To ensure the usefulness of Reinforcement Learning (RL) in real systems, it is crucial to ensure they are robust to noise and adversarial attacks. In adversarial RL, an external attacker has the power to manipulate the victim agent's interaction with the environment. We study the full class of online manipulation attacks, which include (i) state attacks, (ii) observation attacks (which are a generalization of perceived-state attacks), (iii) action attacks, and (iv) reward attacks. We show the attacker's problem of designing a stealthy attack that maximizes its own expected reward, which often corresponds to minimizing the victim's value, is captured by a Markov Decision Process (MDP) that we call a meta-MDP since it is not the true environment but a higher level environment induced by the attacked interaction. We show that the attacker can derive optimal attacks by planning in polynomial time or learning with polynomial sample complexity using standard RL techniques. We argue that the optimal defense policy for the victim can be computed as the solution to a stochastic Stackelberg game, which can be further simplified into a partially-observable turn-based stochastic game (POTBSG). Neither the attacker nor the victim would benefit from deviating from their respective optimal policies, thus such solutions are truly robust. Although the defense problem is NP-hard, we show that optimal Markovian defenses can be computed (learned) in polynomial time (sample complexity) in many scenarios.

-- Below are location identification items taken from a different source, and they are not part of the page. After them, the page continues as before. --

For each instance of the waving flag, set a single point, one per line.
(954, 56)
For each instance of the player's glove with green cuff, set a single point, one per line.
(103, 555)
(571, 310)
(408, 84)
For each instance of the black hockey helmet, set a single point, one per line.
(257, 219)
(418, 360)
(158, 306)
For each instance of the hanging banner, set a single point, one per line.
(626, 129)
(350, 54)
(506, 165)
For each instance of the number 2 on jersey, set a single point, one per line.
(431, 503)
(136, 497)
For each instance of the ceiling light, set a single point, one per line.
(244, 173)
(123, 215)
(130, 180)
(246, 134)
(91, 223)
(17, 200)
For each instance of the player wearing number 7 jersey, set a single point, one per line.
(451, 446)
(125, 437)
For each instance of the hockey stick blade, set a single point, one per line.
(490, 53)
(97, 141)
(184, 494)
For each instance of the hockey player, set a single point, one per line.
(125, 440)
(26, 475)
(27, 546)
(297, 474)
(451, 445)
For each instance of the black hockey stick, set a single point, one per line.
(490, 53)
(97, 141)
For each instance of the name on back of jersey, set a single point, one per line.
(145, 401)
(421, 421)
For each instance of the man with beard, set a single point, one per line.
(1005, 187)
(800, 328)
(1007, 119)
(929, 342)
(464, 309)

翻译：为确保强化学习（RL）在实际系统中的实用性，必须保证其对噪声和对抗性攻击具有鲁棒性。在对抗性强化学习中，外部攻击者能够操纵受害智能体与环境的交互过程。本文研究了完整的在线操纵攻击类别，包括：（i）状态攻击，（ii）观测攻击（作为感知状态攻击的广义形式），（iii）动作攻击，以及（iv）奖励攻击。我们证明攻击者设计隐蔽攻击以最大化自身期望奖励（通常对应最小化受害智能体价值）的问题，可由一个马尔可夫决策过程（MDP）刻画——我们称之为元MDP，因为它并非真实环境，而是受攻击交互所诱导的高层环境。研究表明，攻击者可通过多项式时间规划或采用标准RL技术以多项式样本复杂度学习，从而推导出最优攻击策略。我们论证受害智能体的最优防御策略可通过求解随机Stackelberg博弈获得，该问题可进一步简化为部分可观测回合制随机博弈（POTBSG）。攻击者与受害智能体均不会偏离各自的最优策略，因此此类解具有真正的鲁棒性。尽管防御问题属于NP难问题，但我们证明在许多场景下，最优马尔可夫防御策略可在多项式时间（样本复杂度）内计算（学习）得出。